What is the maximum length of the 'Damages Period' for royalty fee payments following the termination of a Carls franchise agreement due to franchisee default?
Carls Franchise · 2024 FDDAnswer from 2024 FDD Document
In addition, if this Agreement is terminated following Franchisee's default, since it would be difficult, if not impossible, to determine the amount of damages that CJR will suffer as a result of Franchisee's breach, unless waived by CJR in its sole discretion, Franchisee immediately shall pay CJR, as damages and not as a penalty, the royalty fee that Franchisee would have paid during the period ("Damages Period") from the effective date of termination to the earlier of: (1) the 3-year anniversary of the effective date of termination; or (2) the date on which the Initial Term was scheduled to expire.
The amount of such royalty fee during the Damages Period will be calculated by multiplying the average weekly royalty fee owed by Franchisee for the 52-week period prior to the effective date of termination by the number of weeks in the Damages Period.
The obligation to pay this royalty fee survives termination of this Agreement and is in addition to, and not in lieu of, Franchisee's obligation to fully comply with its obligations under Section 20.C. following termination of this Agreement.
Source: Item 22 — CONTRACTS (FDD page 80)
What This Means (2024 FDD)
According to Carls's 2024 Franchise Disclosure Document, if the franchise agreement is terminated due to the franchisee's default, Carls requires the franchisee to pay a royalty fee as damages for a period called the "Damages Period." This period extends from the termination date to the earlier of two dates.
The first potential end date for the Damages Period is the 3-year anniversary of the termination date.
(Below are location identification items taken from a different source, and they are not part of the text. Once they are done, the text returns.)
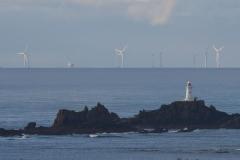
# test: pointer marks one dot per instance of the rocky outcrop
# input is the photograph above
(180, 115)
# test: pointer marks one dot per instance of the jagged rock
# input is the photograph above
(30, 126)
(180, 115)
(97, 117)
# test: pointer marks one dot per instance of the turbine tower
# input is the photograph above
(121, 52)
(161, 59)
(25, 57)
(206, 58)
(217, 52)
(153, 62)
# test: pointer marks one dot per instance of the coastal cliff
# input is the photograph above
(183, 115)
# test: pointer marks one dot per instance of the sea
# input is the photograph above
(28, 95)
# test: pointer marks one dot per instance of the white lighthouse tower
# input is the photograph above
(189, 92)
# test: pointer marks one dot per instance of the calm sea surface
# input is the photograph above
(37, 94)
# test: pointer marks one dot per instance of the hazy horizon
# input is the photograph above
(87, 32)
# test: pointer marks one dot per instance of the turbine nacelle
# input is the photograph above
(25, 57)
(217, 52)
(121, 52)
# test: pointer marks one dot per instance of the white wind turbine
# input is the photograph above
(206, 58)
(217, 52)
(121, 52)
(25, 57)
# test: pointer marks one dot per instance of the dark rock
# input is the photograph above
(180, 115)
(97, 117)
(30, 126)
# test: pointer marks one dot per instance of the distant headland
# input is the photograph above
(185, 116)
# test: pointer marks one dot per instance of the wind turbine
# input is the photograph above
(121, 52)
(217, 51)
(206, 58)
(194, 61)
(25, 57)
(161, 59)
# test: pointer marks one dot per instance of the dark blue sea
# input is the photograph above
(37, 94)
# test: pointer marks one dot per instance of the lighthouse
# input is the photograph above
(188, 92)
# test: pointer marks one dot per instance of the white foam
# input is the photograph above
(93, 135)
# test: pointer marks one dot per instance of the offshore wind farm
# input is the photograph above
(119, 79)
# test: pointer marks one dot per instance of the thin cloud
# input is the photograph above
(157, 12)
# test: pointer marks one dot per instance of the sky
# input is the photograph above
(86, 32)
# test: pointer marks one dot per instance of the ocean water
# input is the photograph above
(37, 94)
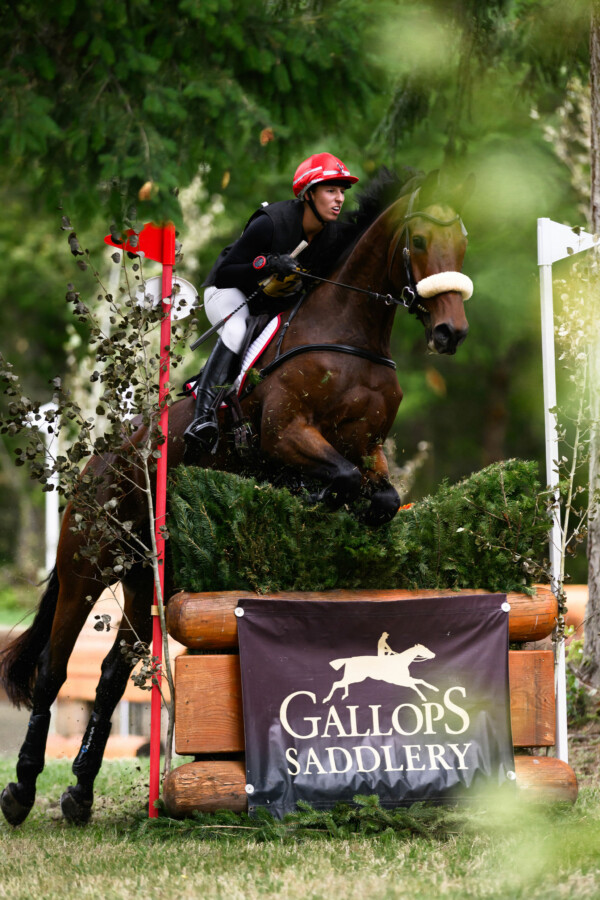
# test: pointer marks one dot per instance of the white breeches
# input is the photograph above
(219, 302)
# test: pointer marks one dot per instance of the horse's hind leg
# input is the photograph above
(71, 612)
(384, 499)
(76, 802)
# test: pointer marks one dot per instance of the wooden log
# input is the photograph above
(206, 621)
(209, 786)
(208, 702)
(546, 779)
(532, 709)
(206, 787)
(208, 705)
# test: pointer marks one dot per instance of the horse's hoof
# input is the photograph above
(77, 810)
(15, 811)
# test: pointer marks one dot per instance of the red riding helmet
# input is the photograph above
(318, 168)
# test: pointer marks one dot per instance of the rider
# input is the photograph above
(236, 283)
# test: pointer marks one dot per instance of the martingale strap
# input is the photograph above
(338, 348)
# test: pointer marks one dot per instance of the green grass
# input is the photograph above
(519, 852)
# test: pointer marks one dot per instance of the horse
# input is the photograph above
(325, 403)
(392, 669)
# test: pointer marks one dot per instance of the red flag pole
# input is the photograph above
(168, 259)
(157, 243)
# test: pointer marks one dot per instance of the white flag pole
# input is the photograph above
(555, 242)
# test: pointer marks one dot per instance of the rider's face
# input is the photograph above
(328, 200)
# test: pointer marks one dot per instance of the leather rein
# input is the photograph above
(409, 296)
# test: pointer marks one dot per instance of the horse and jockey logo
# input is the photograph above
(388, 665)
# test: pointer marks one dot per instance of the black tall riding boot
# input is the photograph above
(221, 368)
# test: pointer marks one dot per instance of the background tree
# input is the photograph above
(103, 97)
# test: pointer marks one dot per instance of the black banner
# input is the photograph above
(405, 699)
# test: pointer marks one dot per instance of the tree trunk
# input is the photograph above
(591, 649)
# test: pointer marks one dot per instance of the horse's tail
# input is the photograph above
(18, 661)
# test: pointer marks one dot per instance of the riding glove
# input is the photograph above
(279, 264)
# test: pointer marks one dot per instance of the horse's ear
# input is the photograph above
(430, 189)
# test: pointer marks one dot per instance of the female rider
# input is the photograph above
(237, 281)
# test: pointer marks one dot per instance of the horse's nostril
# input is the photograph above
(442, 336)
(446, 338)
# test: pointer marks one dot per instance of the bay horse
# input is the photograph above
(323, 409)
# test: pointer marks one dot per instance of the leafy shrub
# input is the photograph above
(227, 532)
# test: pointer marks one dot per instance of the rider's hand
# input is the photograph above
(279, 264)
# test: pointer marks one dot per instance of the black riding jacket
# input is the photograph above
(277, 228)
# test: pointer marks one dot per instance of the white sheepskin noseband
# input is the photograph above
(442, 282)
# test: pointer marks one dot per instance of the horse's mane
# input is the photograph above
(383, 190)
(386, 187)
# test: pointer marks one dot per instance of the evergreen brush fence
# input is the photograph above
(488, 531)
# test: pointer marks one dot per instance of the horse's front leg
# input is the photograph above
(18, 797)
(301, 445)
(384, 500)
(76, 802)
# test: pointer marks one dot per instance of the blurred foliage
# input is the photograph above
(231, 533)
(101, 97)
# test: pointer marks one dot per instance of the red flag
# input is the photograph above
(155, 242)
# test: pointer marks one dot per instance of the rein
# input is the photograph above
(409, 297)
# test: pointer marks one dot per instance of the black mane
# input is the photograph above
(381, 192)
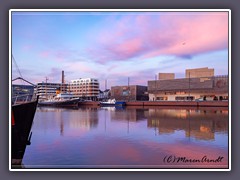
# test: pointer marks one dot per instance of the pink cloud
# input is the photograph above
(166, 34)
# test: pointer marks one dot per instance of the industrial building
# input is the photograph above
(85, 88)
(199, 84)
(46, 90)
(129, 93)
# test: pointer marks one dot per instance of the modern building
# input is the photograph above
(46, 90)
(162, 76)
(104, 95)
(85, 88)
(199, 72)
(129, 93)
(22, 92)
(200, 84)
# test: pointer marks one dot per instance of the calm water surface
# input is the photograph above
(133, 137)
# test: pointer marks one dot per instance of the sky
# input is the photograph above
(114, 46)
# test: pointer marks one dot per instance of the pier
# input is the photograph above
(167, 103)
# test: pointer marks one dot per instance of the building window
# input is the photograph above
(125, 92)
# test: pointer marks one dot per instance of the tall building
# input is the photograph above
(85, 88)
(22, 92)
(46, 90)
(200, 84)
(162, 76)
(129, 93)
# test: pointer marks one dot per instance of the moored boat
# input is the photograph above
(112, 102)
(60, 100)
(21, 122)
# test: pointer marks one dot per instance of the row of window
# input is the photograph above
(78, 81)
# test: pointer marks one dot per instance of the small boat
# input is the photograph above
(60, 100)
(112, 102)
(109, 102)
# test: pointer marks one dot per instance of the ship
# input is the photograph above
(22, 116)
(60, 100)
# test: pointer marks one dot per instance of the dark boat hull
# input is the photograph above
(67, 103)
(22, 119)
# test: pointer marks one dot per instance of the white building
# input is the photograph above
(85, 88)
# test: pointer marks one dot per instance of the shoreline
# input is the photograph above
(166, 103)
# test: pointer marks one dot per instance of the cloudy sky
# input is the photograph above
(113, 46)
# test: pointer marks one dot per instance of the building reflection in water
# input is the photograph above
(201, 124)
(73, 118)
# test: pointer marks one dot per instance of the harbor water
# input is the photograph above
(130, 137)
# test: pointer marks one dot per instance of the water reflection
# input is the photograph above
(200, 124)
(131, 136)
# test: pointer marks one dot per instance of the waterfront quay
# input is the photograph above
(166, 103)
(93, 136)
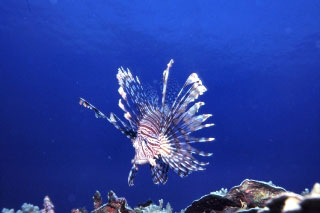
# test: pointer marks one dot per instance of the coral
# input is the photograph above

The second is the date on which the initial term of the franchise agreement was originally scheduled to expire. Therefore, the maximum length of the Damages Period is three years from the termination date.
This royalty fee is calculated based on the average weekly royalty fee owed by the franchisee during the 52-week period before the termination date, multiplied by the number of weeks in the Damages Period. It's important to note that this obligation to pay the royalty fee survives the termination of the agreement and is in addition to any other obligations the franchisee has under Section 20.C of the agreement following termination.